LaTurner, 29, is a native of southeast Kansas and is currently serving his second term in the Senate. He and his wife, Suzanne, have four children and operate a consulting business in Pittsburg.
"Jake LaTurner is a dedicated public servant with a keen intellect who will serve the people of Kansas well," Brownback said during a brief news conference announcing LaTurner's appointment.
LaTurner will become the 40th state treasurer in Kansas. He will succeed Ron Estes, who won a special election last week to fill the 4th District congressional seat that was vacated when former Rep. Mike Pompeo was named CIA director in the Trump administration.

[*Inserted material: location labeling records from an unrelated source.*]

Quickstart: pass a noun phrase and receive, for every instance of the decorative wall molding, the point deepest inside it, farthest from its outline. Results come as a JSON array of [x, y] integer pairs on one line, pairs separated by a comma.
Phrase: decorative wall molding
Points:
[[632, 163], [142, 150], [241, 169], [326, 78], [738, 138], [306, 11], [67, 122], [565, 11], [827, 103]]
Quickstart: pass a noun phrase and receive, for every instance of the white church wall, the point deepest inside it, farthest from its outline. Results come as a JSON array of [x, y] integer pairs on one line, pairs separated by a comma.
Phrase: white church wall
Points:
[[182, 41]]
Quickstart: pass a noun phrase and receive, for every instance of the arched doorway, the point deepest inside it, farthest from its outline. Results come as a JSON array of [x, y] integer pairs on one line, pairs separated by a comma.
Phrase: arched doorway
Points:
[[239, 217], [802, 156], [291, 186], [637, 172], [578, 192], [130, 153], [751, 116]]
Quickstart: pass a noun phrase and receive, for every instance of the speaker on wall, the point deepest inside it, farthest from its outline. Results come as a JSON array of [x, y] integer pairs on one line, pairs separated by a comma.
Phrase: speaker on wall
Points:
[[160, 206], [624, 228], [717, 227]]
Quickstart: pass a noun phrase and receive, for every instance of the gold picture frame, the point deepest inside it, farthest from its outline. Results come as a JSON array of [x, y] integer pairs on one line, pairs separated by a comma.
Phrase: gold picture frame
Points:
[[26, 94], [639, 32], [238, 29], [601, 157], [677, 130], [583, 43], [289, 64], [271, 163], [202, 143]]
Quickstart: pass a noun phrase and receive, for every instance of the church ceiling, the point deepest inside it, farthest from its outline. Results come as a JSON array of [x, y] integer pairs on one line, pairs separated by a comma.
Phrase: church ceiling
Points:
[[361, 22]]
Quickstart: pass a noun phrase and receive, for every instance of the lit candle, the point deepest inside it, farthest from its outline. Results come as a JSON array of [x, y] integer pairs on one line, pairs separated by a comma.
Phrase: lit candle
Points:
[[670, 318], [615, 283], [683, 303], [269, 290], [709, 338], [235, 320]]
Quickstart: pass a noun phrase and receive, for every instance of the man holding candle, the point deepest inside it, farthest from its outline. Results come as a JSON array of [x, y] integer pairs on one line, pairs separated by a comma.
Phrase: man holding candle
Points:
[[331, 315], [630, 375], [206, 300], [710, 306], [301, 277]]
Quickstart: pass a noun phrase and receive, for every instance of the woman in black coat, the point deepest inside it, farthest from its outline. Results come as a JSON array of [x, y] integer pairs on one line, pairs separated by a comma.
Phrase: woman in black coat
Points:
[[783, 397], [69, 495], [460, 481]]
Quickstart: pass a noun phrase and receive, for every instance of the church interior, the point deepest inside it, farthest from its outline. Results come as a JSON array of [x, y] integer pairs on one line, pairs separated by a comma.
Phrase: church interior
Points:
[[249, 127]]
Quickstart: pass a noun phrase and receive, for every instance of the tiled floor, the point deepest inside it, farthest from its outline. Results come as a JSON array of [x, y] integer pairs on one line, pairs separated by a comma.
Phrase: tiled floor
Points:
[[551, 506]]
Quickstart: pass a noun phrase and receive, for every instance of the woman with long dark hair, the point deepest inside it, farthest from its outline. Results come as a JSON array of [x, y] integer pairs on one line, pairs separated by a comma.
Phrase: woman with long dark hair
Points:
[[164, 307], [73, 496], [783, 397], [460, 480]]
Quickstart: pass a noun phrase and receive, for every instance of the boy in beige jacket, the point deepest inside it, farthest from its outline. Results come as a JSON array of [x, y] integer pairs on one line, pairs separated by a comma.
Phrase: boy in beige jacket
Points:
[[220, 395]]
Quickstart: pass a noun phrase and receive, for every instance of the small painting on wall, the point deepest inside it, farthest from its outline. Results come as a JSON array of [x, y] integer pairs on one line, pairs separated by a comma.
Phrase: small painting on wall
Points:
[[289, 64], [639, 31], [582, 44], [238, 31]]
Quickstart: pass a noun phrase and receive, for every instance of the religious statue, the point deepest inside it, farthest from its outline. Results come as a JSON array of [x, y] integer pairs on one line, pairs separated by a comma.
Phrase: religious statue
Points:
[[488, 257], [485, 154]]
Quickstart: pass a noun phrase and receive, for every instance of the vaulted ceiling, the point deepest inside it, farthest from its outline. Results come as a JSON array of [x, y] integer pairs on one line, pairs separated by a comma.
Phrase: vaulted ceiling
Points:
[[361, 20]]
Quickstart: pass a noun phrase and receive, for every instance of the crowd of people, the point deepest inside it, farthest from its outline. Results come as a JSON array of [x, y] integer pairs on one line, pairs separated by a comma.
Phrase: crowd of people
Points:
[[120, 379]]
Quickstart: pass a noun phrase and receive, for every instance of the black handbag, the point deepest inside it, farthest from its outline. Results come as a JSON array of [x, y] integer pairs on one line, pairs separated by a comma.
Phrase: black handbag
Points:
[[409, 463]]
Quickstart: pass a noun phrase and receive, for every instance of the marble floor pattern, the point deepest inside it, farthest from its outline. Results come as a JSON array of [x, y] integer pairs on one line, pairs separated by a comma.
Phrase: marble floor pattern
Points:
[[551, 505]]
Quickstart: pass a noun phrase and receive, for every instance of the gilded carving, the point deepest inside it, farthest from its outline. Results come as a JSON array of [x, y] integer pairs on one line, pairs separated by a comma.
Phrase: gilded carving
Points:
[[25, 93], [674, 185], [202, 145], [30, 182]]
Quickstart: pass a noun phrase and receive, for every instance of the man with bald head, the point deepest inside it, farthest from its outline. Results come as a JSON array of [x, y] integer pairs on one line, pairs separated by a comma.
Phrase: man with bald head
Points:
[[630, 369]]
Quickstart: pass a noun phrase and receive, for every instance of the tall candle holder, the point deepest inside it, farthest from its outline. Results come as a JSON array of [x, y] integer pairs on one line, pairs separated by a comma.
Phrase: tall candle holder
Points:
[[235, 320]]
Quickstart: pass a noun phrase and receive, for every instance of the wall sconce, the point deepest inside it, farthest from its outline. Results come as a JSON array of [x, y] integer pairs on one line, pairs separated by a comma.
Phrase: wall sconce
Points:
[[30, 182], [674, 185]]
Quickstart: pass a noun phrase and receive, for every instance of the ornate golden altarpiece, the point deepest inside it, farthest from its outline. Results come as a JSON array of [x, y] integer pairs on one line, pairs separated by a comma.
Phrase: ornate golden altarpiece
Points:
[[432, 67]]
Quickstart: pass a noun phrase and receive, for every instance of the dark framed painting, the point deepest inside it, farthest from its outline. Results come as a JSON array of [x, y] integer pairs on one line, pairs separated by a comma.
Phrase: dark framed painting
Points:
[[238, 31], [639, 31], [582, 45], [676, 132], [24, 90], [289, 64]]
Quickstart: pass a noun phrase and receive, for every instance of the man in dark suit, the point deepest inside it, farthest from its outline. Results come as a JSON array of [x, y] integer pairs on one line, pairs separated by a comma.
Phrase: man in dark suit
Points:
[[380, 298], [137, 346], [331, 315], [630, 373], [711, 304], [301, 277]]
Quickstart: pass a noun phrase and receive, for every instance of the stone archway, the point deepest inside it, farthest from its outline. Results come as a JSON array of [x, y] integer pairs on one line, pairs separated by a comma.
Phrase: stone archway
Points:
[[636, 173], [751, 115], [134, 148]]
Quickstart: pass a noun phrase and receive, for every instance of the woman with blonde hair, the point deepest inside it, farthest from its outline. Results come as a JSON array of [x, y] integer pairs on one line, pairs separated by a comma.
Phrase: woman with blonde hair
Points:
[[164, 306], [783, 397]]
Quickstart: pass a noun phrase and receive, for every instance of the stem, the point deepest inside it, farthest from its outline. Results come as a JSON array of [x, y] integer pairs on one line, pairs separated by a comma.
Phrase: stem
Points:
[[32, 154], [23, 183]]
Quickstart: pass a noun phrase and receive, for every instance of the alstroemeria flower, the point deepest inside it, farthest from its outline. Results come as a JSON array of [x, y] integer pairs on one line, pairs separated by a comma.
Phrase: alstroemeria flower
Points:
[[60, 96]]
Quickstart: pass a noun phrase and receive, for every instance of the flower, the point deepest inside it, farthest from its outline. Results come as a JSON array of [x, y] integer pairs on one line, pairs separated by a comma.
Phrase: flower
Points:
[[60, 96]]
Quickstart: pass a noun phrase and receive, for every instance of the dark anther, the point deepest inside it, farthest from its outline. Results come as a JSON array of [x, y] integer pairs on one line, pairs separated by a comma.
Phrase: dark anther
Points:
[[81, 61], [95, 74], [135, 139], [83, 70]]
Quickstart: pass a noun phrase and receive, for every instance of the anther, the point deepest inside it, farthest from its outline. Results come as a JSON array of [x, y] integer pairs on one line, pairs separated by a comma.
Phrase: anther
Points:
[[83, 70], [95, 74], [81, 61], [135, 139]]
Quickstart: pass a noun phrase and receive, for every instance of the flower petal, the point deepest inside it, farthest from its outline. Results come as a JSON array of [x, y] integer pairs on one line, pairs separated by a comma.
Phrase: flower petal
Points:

The treasurer's office is responsible for managing and investing the state's cash deposits and idle funds. It also manages the state's unclaimed property program and the 529 College Savings Plan known as Kansas Learning Quest. In addition, the state treasurer automatically serves on the board of trustees of the Kansas Public Employees Retirement System.
Estes delivered his resignation letter to Brownback's office on Monday. It takes effect as soon as he is sworn in to Congress, which is expected to be April 25, the day after the state Board of Canvassers certifies the results of the special election.
"Being selected to serve as state treasurer is both humbling and exciting," LaTurner said. "I look forward to getting to work, meeting with folks across the state and continuing the quality work that Kansans have rightly come to expect from their state treasurer."
In the Senate, LaTurner authored a measure imposing a property tax lid on local units of government, preventing them from increasing spending of property tax revenues for many functions beyond the average rate of inflation.
He also sponsored a bill this year that Brownback recently signed known as "Simon's law," which prohibits hospitals from issuing "do not resuscitate" orders for children without their parents' consent.
LaTurner had been considered a potential candidate for the open 2nd District congressional seat in 2018, but he said during the news conference that he now intends to run for a full four-year term in the treasurer's office.